In the end we did not even make it to the halfway point as both Rosana and Sonja were done with the track after two days. It was slow going, in places very bushy (the unimog broke off many low hanging branches) and in some spots the track was rough and we had to take the same way back. Marc and Jeroen would have liked to continue as the scenery was very nice and as we had some very special encounters with the local Himba people who clearly were not used to travelers. It was very special. The Himba women were very shy at first, even hiding behind the trees. They came out finally and we took their pictures, printed and gave it to them. The best part of this encounter was their reaction to the printed photos.
Baboons in the baobab tree



Decision time: continue or turn around........the guys lost




Himba excited about the polaroid pictures




The border crossing at Ruacana was pretty easy. We were the only people and when we arrived someone had to call the immigration police and a custom officer. So we waited for half an hour.  Jeroen and Sonja did not have an entry stamp in their carnet, so after they received the exit stamp in their passport they crossed the border into Namibia.
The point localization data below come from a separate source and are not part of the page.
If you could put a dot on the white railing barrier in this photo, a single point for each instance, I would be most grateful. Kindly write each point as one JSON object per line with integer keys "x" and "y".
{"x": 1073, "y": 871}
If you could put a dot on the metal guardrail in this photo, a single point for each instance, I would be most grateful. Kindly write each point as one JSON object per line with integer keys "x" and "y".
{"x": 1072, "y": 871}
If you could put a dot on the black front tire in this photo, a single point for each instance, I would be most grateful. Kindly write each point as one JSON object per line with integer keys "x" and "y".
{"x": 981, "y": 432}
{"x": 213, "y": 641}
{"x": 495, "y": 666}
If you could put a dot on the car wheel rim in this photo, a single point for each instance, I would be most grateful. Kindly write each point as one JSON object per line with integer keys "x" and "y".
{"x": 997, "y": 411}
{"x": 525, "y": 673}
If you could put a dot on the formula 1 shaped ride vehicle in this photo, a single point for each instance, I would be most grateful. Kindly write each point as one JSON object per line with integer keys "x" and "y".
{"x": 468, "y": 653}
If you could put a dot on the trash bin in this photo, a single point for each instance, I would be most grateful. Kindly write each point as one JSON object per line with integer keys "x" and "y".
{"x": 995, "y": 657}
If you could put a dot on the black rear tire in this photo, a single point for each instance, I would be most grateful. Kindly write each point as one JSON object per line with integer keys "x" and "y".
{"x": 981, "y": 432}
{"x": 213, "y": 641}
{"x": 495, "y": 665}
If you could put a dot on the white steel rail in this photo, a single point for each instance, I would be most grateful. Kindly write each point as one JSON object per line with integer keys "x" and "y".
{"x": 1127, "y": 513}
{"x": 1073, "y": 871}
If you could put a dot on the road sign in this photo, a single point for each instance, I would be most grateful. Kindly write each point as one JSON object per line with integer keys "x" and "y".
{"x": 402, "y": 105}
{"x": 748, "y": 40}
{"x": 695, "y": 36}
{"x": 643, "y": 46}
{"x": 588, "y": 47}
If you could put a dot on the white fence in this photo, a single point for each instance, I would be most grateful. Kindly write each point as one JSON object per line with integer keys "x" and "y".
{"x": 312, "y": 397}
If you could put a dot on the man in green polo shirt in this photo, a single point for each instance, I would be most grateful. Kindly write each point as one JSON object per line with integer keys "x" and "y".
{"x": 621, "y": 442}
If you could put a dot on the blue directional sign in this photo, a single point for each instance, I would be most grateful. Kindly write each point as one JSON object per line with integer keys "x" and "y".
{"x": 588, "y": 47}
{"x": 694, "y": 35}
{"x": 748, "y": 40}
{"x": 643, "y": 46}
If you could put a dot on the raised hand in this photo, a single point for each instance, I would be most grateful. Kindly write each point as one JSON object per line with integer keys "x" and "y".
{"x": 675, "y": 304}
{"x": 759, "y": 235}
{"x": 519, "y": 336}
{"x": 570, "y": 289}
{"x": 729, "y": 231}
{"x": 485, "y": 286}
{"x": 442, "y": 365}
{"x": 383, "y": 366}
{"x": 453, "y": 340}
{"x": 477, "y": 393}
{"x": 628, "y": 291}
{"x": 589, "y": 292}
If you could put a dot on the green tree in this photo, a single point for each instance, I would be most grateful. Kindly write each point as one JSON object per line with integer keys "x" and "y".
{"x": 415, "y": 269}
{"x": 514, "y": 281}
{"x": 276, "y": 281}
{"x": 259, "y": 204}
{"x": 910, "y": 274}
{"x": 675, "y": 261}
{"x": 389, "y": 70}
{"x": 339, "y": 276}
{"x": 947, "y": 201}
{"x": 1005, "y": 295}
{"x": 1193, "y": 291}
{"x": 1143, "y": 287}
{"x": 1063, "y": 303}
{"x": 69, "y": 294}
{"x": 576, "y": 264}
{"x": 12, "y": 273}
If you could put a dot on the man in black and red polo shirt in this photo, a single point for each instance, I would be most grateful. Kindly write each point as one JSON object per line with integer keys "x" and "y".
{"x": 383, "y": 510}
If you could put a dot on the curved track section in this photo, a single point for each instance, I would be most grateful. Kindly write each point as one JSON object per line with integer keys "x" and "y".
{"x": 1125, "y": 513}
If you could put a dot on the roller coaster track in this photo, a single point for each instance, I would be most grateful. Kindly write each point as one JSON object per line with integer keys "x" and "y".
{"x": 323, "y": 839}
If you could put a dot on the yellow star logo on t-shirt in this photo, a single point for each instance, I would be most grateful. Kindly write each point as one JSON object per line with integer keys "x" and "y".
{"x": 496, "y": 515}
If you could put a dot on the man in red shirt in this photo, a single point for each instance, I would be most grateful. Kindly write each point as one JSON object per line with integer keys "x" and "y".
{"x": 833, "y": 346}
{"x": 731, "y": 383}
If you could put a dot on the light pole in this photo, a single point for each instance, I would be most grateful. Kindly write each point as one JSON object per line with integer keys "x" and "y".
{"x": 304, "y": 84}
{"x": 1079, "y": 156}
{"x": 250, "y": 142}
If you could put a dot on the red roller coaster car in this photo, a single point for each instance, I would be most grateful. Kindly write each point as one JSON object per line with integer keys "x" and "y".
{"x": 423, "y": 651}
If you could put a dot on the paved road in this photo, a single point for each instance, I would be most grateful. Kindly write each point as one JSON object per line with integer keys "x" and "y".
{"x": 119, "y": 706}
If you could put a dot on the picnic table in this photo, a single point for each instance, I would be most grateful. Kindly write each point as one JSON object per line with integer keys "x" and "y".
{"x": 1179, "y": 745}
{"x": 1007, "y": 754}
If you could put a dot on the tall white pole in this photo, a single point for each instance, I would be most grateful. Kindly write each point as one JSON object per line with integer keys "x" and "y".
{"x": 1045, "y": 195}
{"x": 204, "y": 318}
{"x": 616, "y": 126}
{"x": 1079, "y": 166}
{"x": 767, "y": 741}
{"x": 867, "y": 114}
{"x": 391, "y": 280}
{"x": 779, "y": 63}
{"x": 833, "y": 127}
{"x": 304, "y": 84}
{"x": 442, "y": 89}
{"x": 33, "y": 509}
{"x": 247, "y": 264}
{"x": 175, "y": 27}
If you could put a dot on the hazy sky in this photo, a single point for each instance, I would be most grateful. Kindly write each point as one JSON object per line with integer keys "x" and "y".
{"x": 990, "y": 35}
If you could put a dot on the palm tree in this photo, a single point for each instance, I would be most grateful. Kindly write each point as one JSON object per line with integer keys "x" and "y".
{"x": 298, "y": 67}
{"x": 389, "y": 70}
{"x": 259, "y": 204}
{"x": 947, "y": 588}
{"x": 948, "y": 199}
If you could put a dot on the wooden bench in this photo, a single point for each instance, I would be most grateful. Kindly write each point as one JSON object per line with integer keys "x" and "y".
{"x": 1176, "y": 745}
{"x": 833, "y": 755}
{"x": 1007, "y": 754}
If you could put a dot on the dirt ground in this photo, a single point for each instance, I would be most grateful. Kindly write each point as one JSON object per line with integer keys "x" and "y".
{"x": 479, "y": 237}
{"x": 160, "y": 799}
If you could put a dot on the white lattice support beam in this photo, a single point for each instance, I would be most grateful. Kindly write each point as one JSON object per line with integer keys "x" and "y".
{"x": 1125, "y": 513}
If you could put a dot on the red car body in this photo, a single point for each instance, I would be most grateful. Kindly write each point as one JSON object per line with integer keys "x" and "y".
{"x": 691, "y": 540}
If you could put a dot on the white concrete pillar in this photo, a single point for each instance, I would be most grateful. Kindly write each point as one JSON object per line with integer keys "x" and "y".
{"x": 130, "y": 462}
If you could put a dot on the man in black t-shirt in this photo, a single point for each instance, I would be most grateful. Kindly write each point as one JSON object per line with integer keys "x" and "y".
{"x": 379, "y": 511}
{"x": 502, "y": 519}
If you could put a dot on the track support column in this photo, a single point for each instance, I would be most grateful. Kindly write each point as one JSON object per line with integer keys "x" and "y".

We still had to get our carnet stamped and they also wanted to check the car on the inside. When they were done with us they wanted to see Sonja's and jeroens car, but they were already on the other side. The customs officer and a military guy were not too happy but they could not do anything.
On the Namibian side all went pretty quickly, except changing money. We still had quite some Angolan Kwanzas left and asked the custom officer if he could change money. After haggling over the exchange rate and him walking over to the Angolan side of the border to talk and negotiate with people there we finally were able to change the Kwanzas. The customs officer wanted Marc to walk with him to th Angolan side to finalize the deal but the military guy who was still upset that Jeroen and Sonja left the country without their car being inspected did not let Marc in. Marc could have shown his multiple entry visa for Angola but decided against that because they probably needed to call the immigration police again. So we gave our money to the Namibian customs officer and he was able to change the money.
After that it was one hour on a smooth and deserted tar road to the town of Ruacana were we felt like being back in civilization, a campground with individual campsites with electricity, water, braai and hot showers. In the evening we treated ourselves to a good meal and nice wine to celebrate crossing west Africa.